Online Learning for Sports Management

The Trading Account is a financial statement
that indicates how much **Gross Profit** has been made through trading.

Gross Profit is an important measure of financial performance in any business, large or small. Good business managers keep a careful scrutiny of Gross Profit as a small change in the percent of Gross Profit can make a large difference to how well the business performs.

Gross Profit is calculated as the difference between Sales and Cost of Sales (the actual cost value of what was sold). The difficulty arises in this calculation with working out the Cost of Sales. Businesses most usually keep a stock of items to be sold, and this stock tends to fluctuate up and down in value. In order to calculate the Cost of Sales and therefy the Gross Profit, it is necessary to construct a Trading Account.

There is a standard format to the Trading Account as follows: (the dollars are just for an example)

Sales | 10,000.00 | (100%) | ||

Opening Stock | 1,500.00 | |||

Add Purchases |
7,000.00 | 8,500.00 | ||

Less Closing Stock |
2,000.00 |
|||

Cost of Sales | 6,500.00 | (65%) | ||

Gross Profit |
3,500.00 |
(35%) |

In the above example, the trading account shows that a Gross Profit of $3,500 was made on Sales of $10,000. It is often useful to show the Cost of Sales and Gross Profit as a percentage.

The term cost of sales can be easily defined by the following example:

If a retail business buys a soccer ball that costs $10.00 and sells it for $15.00 then the 'Cost of Sales' is $10.00 and the 'Gross Profit' on that ball is $5.00.

But what if the business opens on 1 January, 2007 and during the course of the year it buys 200 soccer balls at $10.00 (total purchases =$2,000) and sells only 100 balls at $15.00 (total sales = $1,500). The business has paid out $2,000 for soccer balls and received only $1,500 - has it made a loss?

The answer is no! It still has 100 balls left to sell and the correct calculation of profit must show this. In any trading account, there can be no correct calculation of Gross Profit unless changes in stock levels are also counted.

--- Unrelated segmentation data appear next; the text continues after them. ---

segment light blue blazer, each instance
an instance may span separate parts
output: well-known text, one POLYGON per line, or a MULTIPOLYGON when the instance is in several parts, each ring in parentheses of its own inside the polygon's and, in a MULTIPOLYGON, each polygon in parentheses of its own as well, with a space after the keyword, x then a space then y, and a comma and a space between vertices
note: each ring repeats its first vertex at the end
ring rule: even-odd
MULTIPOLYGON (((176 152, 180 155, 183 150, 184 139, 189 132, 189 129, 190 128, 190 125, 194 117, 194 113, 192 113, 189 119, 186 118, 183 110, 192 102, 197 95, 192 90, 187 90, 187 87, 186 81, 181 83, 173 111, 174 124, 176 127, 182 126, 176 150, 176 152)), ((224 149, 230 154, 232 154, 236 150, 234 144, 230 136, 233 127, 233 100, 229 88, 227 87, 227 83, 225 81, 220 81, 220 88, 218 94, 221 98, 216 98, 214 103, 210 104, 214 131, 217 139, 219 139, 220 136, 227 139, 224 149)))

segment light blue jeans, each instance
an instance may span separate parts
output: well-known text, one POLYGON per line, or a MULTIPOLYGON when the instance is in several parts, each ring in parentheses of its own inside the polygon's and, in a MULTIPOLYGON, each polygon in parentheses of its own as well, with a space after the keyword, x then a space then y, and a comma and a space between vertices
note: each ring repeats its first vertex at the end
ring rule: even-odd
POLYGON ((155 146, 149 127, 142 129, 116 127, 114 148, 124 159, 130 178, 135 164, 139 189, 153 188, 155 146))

This situation with soccer balls should be written:

Sales | 1,500.00 | (100%) | ||

Opening Stock | 0.00 | |||

Add Purchases |
2,000.00 | 2,000.00 | ||

Less Closing Stock |
1,000.00 |
|||

Cost of Sales | 1,000.00 | (67%) | ||

Gross Profit |
500.00 |
(33%) |

Therefore despite the fact that the business is down $500 in cash it has in fact made a gross profit of $500.

The purpose of the Trading Statement is to work out how much Gross Profit the organisation has made in given period. The Trading Statement forms part of the Profit & Loss A/c.